I think it would depend upon how the WebQuest was put together. If, within the structure of the WebQuest, tools like bubbl.us or del.icio.us were utilized, then I could see an argument for web 2.0. However, most WebQuests I have seen seem to be web 1.0 to this point. This may be yet another area that will be revolutionized as a result of social networking. :)

Just my 2 cents.

Julia
Yes, I agree with you both. Great ideas. I like the Mindmeister and del.icio.us idea. I could see working to integrate those to make it interactive and not so linear.
I would say I agree with Julia. It all depends how you develop the webquest assignment.

I have my students create WebQuests using Web 2.0 tools to increase the level of interaction and to find better ways to integrate emerging technologies into an assignment. So for example, the students can integrate a wiki into the webquest for assessment/brainstorming etc.. Students can create hyperlinks to a wide range of files and media clips that they have developed.

Check out the San Diego Webquest project for more ideas.
Some good comments here.

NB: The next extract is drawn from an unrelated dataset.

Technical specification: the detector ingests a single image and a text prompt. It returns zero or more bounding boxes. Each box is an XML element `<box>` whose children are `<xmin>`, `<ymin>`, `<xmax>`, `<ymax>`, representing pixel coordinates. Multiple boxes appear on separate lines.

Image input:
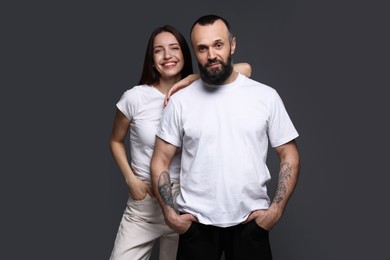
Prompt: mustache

I teach about WebQuests in my Instructional Strategies course here at VA Commonwealth University. Many teachers seem to want to keep control and provide all the links themselves, which to me makes it 1.0. I think there is real power in empowering students and therefore I use del.icio.us as a modeling approach in my class. Some are gettng the idea and opening up the WebQuest to more student generated approaches...a 2.0 approach.
Britt
There will be a session of It's Elementary on Webquests next week (Monday at 4 pm PDT/6 CDT/7 EDT). Call in and discuss this with us! http://itselementary.edublogs.org
I have created a WebQuest using a htm file and can not link it with PBwiki and get all the links to open. How do you do this?
use full file paths in your a tags: like

<a href="/index.php"> would work on my site, but not on pbwiki.

<a href="http://jasperstreet.homeip.net/index.php"> will work on pbwiki and my site or anywhere html is permissable.

If you post a link to your pbwiki site we can look at the code and perhaps give more insight.

Geoff
The beauty, IMHO, with the Webquest when it was first designed was looking at big/essential questions from different perspectives. Student roles led them to different resources and after researching the topic from their perspective the big group reconvened to do some big project. Tom March is one of the original designers of Webquests (with Bernie Dodge) and an exceptional Webquest author/designer, you can see his Webquests and others here. If you use his Webquests as your model your curriculum wouldn't need Web 1.0 or 2.0!! Here is Tom March's Webquest called Little Rock 9 Integration 0?. Most Webquests aren't worth the bytes they take up---but a good one is a joy to behold!!

Good wequests don't even need a computer!
This might be an easier way to see the Webquests Tom March authored.
It is probably a moot point since web 2.0 is not really a technology just a perception:

"Web 2.0" refers to a perceived second generation of web development and design, that facilitates communication, secure information sharing, interoperability, and collaboration on the World Wide Web.

       http://wikipedia.org

but,
The rule of thumb is that if you are reading AND writing to the web then it is web 2.0 otherwise percieved as web 1.0 if you are not using a computer then I guess that is web 0.0.

Tim Berners-Lee, inventor of the World Wide Web, has questioned whether one can use the term in any meaningful way, since many of the technological components of Web 2.0 have existed since the early days of the Web.[5][6]

      http://en.wikipedia.org/wiki/Web_2.0
...and if you don't use a computer it wouldn't be called a WEBquest, just good curriculum.